La même source fait observer que cette pandémie touche la population différemment selon l’âge et selon l’existence d’une maladie chronique ; ce qui amène à procéder à sa répartition par rapport à ce double critère. “Avec près de 36 millions d’habitants, la population marocaine est relativement jeune, enregistrant un âge moyen de 31,9 ans et composée de 7,4 % d’individus âgés de 65 ans et plus”, fait savoir le HCP, notant que la population active occupée s’élève à 10,7 millions d’individus.

“A contrario, et si on se limite à la frange de 15 à 64 ans, 18,6 millions d’individus ne présentent pas de maladie chronique et sont considérés à moindre risque”, relève l’étude. Parmi les 10,5 millions d’actifs occupés de moins de 65 ans, 7,9 millions n’ont aucune maladie chronique, précise le rapport.

Le HCP assure par ailleurs que les mesures instaurées depuis l’enregistrement du premier cas confirmé du covid-19 au Maroc, le 2 mars, ont permis de freiner la propagation de la maladie. Sans ces mesures, la propagation aurait été d’une toute autre ampleur pour atteindre une éventuelle immunité collective, mais avec des impacts dévastateurs, tant sur le nombre de contaminations que sur le niveau de pertes humaines, conclut le rapport.

D’un autre point de vue et cette fois-ci au niveau du ministère de la santé,

La levée du confinement prévue le 20 mai au Maroc, pourrait ne pas être actée. Les experts du ministère de la Santé auraient recommandé une prorogation de 15 jours au gouvernement. Plusieurs arguments militent en faveur de cette option.

Des informations indiquent que le ministère de la Santé aurait recommandé une prolongation du confinement de quinze jours, se réservant la levée du confinement qui va être discutée à partir du 20 mai à cause de certains indicateurs.
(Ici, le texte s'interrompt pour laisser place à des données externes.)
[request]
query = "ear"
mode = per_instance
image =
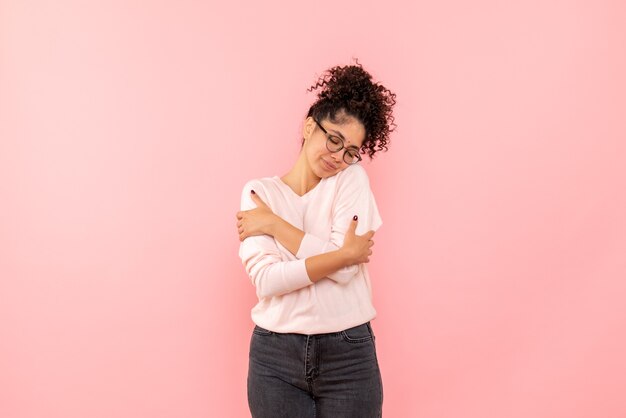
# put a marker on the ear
(308, 128)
Pendant ce temps, les deux chambres du parlement doivent tenir une réunion commune au cours de laquelle le chef du gouvernement doit présenter le plan de gestion post confinement pour l’après 20 mai, informe le quotidien Al Ahdath Al Maghrebia.

La situation épidémiologique ne serait pas encore stabilisée dans le royaume, surtout dans certaines régions où le nombre de contaminations était élevé ces derniers jours, a indiqué le ministère de la Santé pour motiver sa demande de prorogation de 15 jours, rapporte le même journal. Le ministère de la Santé a estimé que la levée du confinement serait très risquée si l’indicateur de propagation du virus ne se situe pas entre 0 et 0.5. Or, actuellement, cet indice dit R0 varie entre 0.7 et 1.5. D’après la même source, ce taux avait atteint 2.3 lors de la découverte de foyers de contamination dans certaines régions. La stabilité de la situation épidémiologique pendant un certain temps, la baisse des nouveaux cas de contamination et le recul de l’indicateur de propagation du virus, sont entre autres indicateurs sur lesquels se base le ministère de la Santé, pour décider de la levée du confinement.

Dans tous les cas, le chef du gouvernement est attendu le 18 mai pour étaler son plan s’action de la gestion de l’après crise. Plusieurs questions restent posées et dont les réponses seront données demain devant les deux chambres du parlement. En parallèle, des bruits circulent sur la possibilité d’un déconfinement à partir du 20 mai, mais toujours sous réserve.